RepackboxRotoMetals2MidSouth Shooters SupplyLee Precision
Load DataInline FabricationReloading EverythingTitan Reloading
Wideners
Results 1 to 10 of 10

Thread: Any Tips For Casting #4 Buckshot From A Lee 18-Cav Mold #90028?

  1. #1
    Boolit Buddy Liberty1776's Avatar
    Join Date
    Dec 2018
    Location
    The Free State of Arizona
    Posts
    384

    Any Tips For Casting #4 Buckshot From A Lee 18-Cav Mold #90028?

    I bought a Lee 90028 18-Cavity #4 Buckshot mold on eBay back in June of 2020. That's like, last year. So long ago. $58.36 delivered. (Not to brag, but that mold, if you can find it, now goes for $124.12 plus tax from the same seller....)

    Anyway, I have not used it yet. Got it all scrubbed, lubed with 2-cycle oil, smoked, and with handles, ready to go.

    What's best for buckshot? Hard lead? Pure lead? Wheelweights? Range scrap?

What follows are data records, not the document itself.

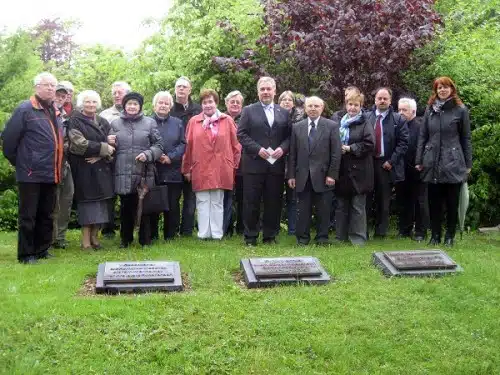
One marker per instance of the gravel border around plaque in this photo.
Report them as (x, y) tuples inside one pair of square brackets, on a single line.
[(420, 263), (128, 277), (311, 273)]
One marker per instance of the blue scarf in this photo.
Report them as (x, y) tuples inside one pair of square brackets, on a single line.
[(344, 127)]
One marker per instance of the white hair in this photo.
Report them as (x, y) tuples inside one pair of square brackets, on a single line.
[(163, 94), (233, 94), (309, 98), (266, 80), (88, 94), (44, 75), (411, 103), (68, 85), (182, 80), (121, 84)]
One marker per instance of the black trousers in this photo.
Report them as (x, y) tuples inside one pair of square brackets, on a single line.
[(378, 202), (269, 189), (36, 207), (109, 227), (449, 195), (238, 202), (188, 209), (413, 207), (128, 214), (172, 217), (322, 202)]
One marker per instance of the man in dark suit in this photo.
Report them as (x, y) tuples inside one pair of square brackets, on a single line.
[(391, 143), (184, 108), (314, 163), (412, 192), (264, 134)]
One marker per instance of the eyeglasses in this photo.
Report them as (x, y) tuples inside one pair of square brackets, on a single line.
[(52, 85)]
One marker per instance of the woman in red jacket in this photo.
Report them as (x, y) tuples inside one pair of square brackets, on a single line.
[(210, 161)]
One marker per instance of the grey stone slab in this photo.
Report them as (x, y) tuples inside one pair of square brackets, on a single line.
[(424, 259), (419, 263), (138, 277), (281, 271), (123, 272), (281, 267)]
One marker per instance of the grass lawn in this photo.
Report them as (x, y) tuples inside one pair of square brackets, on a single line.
[(363, 323)]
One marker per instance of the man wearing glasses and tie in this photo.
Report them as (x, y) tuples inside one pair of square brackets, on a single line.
[(264, 134)]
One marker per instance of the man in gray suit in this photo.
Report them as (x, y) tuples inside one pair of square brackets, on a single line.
[(314, 163)]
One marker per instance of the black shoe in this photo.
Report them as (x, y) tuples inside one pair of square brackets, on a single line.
[(434, 241), (47, 255), (323, 243), (29, 260), (109, 235), (269, 241)]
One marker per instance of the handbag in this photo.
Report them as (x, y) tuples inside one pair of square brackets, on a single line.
[(156, 198)]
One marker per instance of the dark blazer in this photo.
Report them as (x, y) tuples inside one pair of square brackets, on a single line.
[(395, 141), (33, 143), (444, 146), (88, 138), (321, 160), (414, 126), (356, 166), (254, 132), (185, 114), (173, 141)]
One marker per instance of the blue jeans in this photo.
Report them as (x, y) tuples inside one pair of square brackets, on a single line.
[(291, 209)]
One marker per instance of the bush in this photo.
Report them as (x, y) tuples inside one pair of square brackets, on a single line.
[(467, 50)]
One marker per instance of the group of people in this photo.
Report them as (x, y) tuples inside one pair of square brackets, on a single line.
[(345, 166)]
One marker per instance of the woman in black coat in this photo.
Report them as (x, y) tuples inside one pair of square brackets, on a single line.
[(356, 171), (168, 167), (444, 155), (90, 159)]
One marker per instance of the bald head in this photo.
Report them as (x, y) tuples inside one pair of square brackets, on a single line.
[(314, 107)]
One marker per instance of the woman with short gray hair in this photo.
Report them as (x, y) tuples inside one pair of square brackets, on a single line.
[(90, 159), (168, 166), (138, 146)]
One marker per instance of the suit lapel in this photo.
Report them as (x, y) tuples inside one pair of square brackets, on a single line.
[(317, 136), (262, 113)]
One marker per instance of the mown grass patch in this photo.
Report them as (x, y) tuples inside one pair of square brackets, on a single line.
[(363, 323)]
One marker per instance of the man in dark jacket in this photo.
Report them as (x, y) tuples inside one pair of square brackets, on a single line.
[(234, 105), (412, 192), (33, 144), (264, 134), (391, 143), (313, 168), (65, 189), (184, 108)]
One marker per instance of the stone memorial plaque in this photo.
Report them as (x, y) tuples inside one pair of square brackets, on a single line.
[(262, 272), (416, 263), (276, 267), (410, 260), (136, 277), (135, 271)]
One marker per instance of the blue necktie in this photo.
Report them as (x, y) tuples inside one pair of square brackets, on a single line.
[(269, 114), (312, 133)]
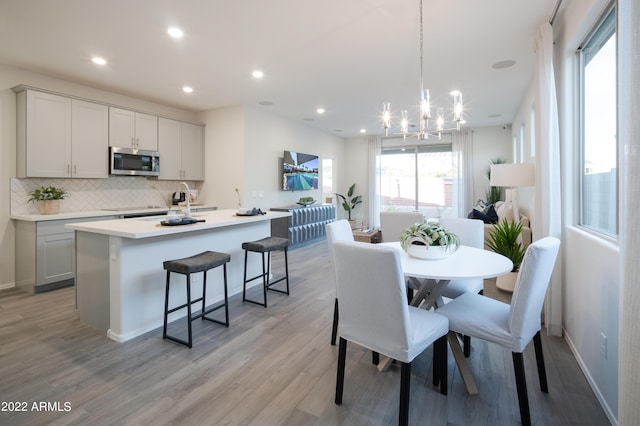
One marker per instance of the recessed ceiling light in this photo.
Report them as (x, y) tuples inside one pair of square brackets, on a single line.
[(503, 64), (175, 32)]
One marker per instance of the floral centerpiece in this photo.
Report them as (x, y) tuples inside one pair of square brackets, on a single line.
[(48, 198), (428, 241)]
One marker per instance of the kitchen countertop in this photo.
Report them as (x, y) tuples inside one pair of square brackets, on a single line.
[(147, 227), (98, 213)]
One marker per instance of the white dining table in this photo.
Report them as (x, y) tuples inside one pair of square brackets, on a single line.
[(430, 277)]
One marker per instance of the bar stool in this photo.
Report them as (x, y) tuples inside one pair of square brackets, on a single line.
[(265, 246), (198, 263)]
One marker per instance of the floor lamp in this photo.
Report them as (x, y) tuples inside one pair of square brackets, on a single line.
[(512, 176)]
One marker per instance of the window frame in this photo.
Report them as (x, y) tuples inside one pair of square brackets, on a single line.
[(610, 12)]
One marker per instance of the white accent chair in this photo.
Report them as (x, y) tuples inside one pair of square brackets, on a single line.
[(338, 230), (471, 233), (393, 223), (375, 314), (512, 326)]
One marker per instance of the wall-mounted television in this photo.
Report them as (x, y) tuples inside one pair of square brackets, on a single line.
[(299, 171)]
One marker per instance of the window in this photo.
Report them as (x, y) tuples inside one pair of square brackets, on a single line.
[(417, 178), (598, 163)]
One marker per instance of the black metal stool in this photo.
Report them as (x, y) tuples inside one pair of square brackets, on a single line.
[(199, 263), (265, 246)]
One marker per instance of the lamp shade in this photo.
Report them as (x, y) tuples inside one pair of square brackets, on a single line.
[(512, 175)]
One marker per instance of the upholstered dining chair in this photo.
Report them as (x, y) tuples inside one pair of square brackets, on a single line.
[(393, 223), (338, 230), (512, 326), (471, 233), (374, 313)]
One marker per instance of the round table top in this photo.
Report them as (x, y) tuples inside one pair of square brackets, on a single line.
[(464, 263)]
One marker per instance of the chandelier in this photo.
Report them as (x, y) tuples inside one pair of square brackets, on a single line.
[(427, 128)]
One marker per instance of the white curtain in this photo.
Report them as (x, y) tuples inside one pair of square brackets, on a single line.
[(629, 148), (548, 203), (375, 150), (462, 147)]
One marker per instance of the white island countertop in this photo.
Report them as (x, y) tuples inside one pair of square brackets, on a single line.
[(147, 227)]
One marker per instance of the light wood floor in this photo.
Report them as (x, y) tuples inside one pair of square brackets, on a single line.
[(272, 366)]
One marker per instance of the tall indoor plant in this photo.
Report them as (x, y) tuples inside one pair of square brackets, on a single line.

    Should I coat with graphite (and where do you get a supply of graphite??)

    Does it matter?

    Thanks.

    Click image for larger version. 

Name:	Lee 90028 No 4 Buckshot mold.jpg 
Views:	22 
Size:	18.5 KB 
ID:	285713

  2. #2

  3. #3
    Boolit Buddy Liberty1776's Avatar
    Join Date
    Dec 2018
    Location
    The Free State of Arizona
    Posts
    384
    Ah, yes. Need to separate the pearls.

  4. #4
    Boolit Master trapper9260's Avatar
    Join Date
    Feb 2010
    Location
    Iowa
    Posts
    3,402
    You can get the cutters also at Walmart that is where I got my many years ago .
    Life Member of NRA,NTA,DAV ,ITA. Also member of FTA,CBA

  5. #5
    Boolit Master

    Join Date
    Feb 2006
    Location
    WNY
    Posts
    1,521
    Liberty,

    In general, you want shot pellets (of any type) to be hard. When I make buckshot I mix linotype and pure lead 50/50 to produce an alloy of 92-6-2. That's the same as Hardball alloy. I water-drop those pellets so in the end the BHN is up around 22. Hard pellets stay rounder and fly straighter, you'll have less fliers.

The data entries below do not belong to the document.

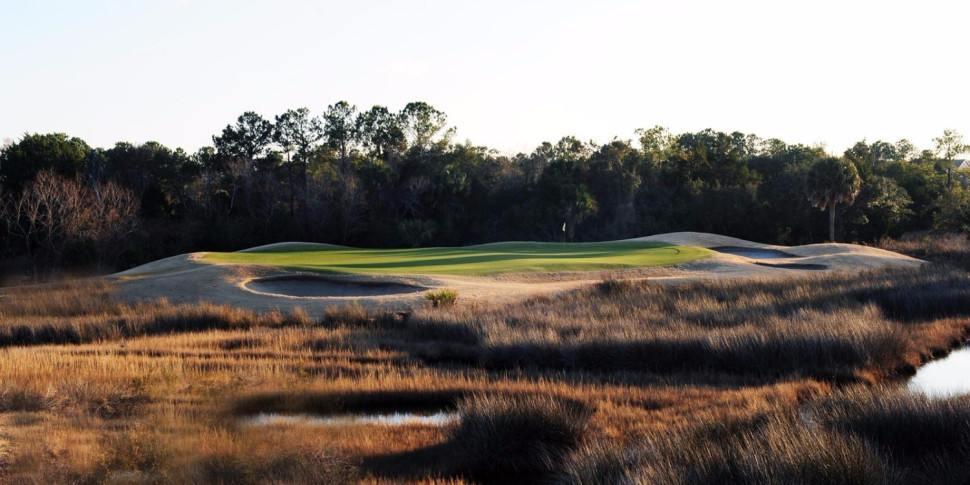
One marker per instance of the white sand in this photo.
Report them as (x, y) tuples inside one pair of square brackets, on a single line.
[(186, 278)]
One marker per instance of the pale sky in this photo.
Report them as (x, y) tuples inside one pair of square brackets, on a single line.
[(509, 74)]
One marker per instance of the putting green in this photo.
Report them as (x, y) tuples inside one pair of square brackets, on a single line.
[(479, 260)]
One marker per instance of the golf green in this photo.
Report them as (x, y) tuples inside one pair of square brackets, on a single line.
[(485, 259)]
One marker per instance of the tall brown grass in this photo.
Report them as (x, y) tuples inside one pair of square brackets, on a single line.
[(706, 382), (875, 436)]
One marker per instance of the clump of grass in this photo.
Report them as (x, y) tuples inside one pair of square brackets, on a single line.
[(505, 435), (948, 248), (269, 458), (611, 285), (87, 311), (442, 297), (855, 437)]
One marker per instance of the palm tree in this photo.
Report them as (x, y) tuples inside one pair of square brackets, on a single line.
[(830, 181)]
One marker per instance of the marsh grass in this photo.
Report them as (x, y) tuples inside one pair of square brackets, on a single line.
[(837, 327), (714, 382), (442, 297), (87, 311), (516, 435), (872, 436)]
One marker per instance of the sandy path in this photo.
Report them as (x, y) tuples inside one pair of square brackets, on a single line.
[(186, 279)]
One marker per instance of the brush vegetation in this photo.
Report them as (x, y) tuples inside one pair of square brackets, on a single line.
[(623, 382)]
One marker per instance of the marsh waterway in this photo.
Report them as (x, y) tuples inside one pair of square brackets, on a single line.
[(946, 377), (392, 419)]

    Get the mould hot first, then lube it. Don't smoke it if you don't need to ( I didn't). When you preheat your mould, remember to preheat the sprue plate also. Pour a generous sprue, that helps keep the plate hot which, in turn, keeps the mould up to temp. I think the biggest obstacle with these moulds is keeping them up to casting temp. Once you figure out what your mould wants you'll be raining shot like a pro!

    Graphite? Naaahh........but you might want to install a screw under where the sprue plate lever pivots.

    http://www.castpics.net/subsite2/Mol...umentation.pdf
    "We take a thousand moments for granted thinking there will be a thousand more to come. Each day, each breath, each beat of your heart is a gift. Live with love & joy, tomorrow is not promised to anyone......"

    unknown

  6. #6
    Boolit Master Cap'n Morgan's Avatar
    Join Date
    Jun 2008
    Location
    Denmark
    Posts
    1,458
    I'm not familiar with the Lee molds, but I once made a bunch of different size buckshot molds.
    When cast from pure wheel weight alloy, the balls could be twisted from the stem using nothing but a pair of gloves.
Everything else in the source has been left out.